Annual "I haven't blogged in months, but I'm still alive!" post

Oh hai guys! Lookit that, it's been yet another multi-month stretch where I haven't blogged. Sorry about that. Every year, I somehow get surprised by the fact that over the dark cold months of November-February I withdraw into myself (and my couch) and then suddenly rediscover joy and socialization and friends once the sun comes out and warms everything up for more than two consecutive days. It's like haven't gone through this before...except I have, every year, for the past fifteen years. One day, I'll buy one of those happy lights or just take a vacation to Mexico in January.

ANYWAY. Blog. Here we go!

***

I had a patient a while back who died.

She was one of those patients who, by all rights, should have died before she got to the hospital. I triaged her in from the ambulance after she had a sudden syncopal episode while driving and thought, since she was also diaphoretic and complaining of chest pain, that she was having a massive heart attack.  I was wrong - I got an EKG on her before doing literally anything else, but it was normal. So I proceeded to get her undressed, on the monitor, get vitals, and start a line. I did all this within five minutes. Her pressure was in the 80's, and all of a sudden she told me her lower back had just started to hurt.

Fuuuuuuuuck. After announcing to the ER MDs that I thought she might have a ruptured AAA, one of them went into the room and promptly confirmed my suspicion via bedside sono.

I did everything right for this lady - from ER arrival to OR arrival was around 80 minutes. It would have been sooner, but the cardiovascular team was already operating and had to close before they could take my patient. We were short staffed, and somehow by myself I still managed to get this elderly patient undressed and triaged, on the monitor, obtain an EKG, start two big IVs, send down all the labs including a type and cross (which at our facility is a step that takes an extra minute or two), get a doctor in quickly, find the sono machine, order blood products, keep this sweet and totally oriented patient and her family from panicking, move her to the critical care side of the ER, give report to vascular when they did arrive, keep the patient alive, AND chart all that shit. I did a fanfuckingtastic job, all by myself. This was one of those situations where everything went perfectly, and I felt like a complete badass for correctly diagnosing a critically ill patient and giving her the best possible shot at making it though alive.
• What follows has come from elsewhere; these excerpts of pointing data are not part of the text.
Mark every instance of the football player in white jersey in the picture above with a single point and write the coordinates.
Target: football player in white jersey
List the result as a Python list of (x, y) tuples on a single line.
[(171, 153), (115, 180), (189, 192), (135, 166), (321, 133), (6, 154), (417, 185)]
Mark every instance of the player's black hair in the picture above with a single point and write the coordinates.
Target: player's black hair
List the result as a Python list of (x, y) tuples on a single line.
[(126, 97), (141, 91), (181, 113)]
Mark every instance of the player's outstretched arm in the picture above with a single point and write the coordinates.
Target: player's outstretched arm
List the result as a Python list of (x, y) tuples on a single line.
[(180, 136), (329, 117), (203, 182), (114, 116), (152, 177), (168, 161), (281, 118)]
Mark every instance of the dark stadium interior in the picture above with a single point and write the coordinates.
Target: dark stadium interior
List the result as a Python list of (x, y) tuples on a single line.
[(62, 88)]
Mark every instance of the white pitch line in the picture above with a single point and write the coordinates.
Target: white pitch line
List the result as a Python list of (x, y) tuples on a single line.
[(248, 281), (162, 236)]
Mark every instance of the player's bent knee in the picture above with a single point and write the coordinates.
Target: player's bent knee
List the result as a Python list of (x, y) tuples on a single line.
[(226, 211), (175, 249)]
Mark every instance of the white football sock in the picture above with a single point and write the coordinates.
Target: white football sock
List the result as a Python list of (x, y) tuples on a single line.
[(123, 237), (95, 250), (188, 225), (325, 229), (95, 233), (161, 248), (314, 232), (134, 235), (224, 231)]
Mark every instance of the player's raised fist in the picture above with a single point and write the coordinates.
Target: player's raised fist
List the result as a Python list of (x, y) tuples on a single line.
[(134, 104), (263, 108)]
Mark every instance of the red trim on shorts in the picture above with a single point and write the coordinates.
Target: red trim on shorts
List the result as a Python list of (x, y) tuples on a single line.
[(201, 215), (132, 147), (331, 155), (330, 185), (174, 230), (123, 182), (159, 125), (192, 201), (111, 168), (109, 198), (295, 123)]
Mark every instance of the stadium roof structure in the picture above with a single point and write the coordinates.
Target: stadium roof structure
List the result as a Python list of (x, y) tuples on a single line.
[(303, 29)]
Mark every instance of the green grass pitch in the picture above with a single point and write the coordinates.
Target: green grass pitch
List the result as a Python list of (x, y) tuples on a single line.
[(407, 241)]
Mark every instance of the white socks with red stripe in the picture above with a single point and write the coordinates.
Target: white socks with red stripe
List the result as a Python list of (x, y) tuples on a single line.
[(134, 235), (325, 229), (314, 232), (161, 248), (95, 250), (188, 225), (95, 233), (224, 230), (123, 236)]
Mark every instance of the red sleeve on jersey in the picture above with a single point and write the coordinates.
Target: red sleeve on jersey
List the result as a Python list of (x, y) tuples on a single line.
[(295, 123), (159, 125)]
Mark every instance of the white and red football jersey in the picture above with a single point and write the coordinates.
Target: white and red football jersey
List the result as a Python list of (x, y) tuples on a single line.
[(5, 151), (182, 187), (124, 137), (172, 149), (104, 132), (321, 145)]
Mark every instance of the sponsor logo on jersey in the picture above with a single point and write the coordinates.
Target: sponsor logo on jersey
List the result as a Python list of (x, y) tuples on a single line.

She died the minute they moved her onto the operating table.

It was emotionally devastating, and I was fortunate enough to find the family and spend some time with them to express my sadness and cry with them. I've thought about this patient for months, but always was comforted by the fact I really did give her an amazing chance at surviving - and that the family saw how much work I did to help her.

***

I found out this week that the patient's case was reviewed by the hospital for a possible delay in care, and I'm furious. It just goes to show that even when everything is stacked against me and I still manage my patient perfectly, instead of a congratulations for a job well done I get told it's still not enough.